THE HABITATION RIGHT EFFECTIVENESS BY THE SOCIAL RIGHTS PERSPECTIVE
Social Rights. Right to Habitation. Justice. Equality Material. Minimum Existential. Rights of Provision. Judicialism. Judicial Activism. Limits.
This dissertation intends to analyze the fundamental right to habitation, as a social right, theyer effectiveness, and the public habitation policies problems. To do so, it analyzes the issues of the judicialization of social rights and the judicialactivism, as ways of the omissions and failures of the Executive and Legislative Powers to realize these rights. It starts, therefore, from qualitative research, making considerations about the institutionalization of the right to habitation as a social right and the peculiarities of these rights. Because the fundamental right to habitation demands positive benefits from the State for its concrete realization. Besides the fact that the right to habitation is a fundamental component of the conception of existential minimum to a dignified life, being presupposed of the principle of the dignity of the human person, established within the conception of justice through material equality.
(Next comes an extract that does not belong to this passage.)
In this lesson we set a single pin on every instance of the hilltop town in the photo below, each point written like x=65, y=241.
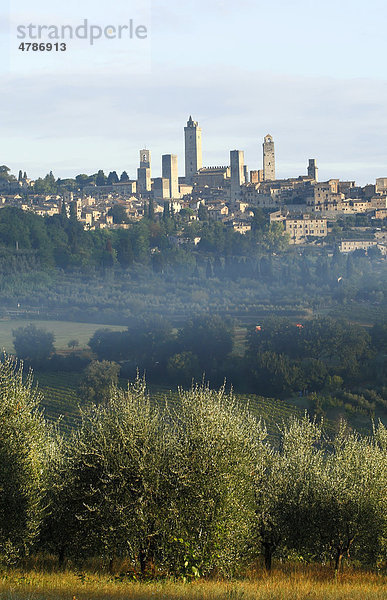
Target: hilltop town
x=307, y=208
It also includes the new constitutional order established by neoconstitutionalism, which extended access to justice and the power of the judiciary, assuming the role of Guardian of the Constitution. These facts lead to the conclusion that judicialization and judicial activism end up being mechanisms for the right to habitation to be questioned. But these are not unlimited actions of the Judiciary, which find their limits exactly in the constitutional order and in the idea of the necessary preservation of the existential minimum.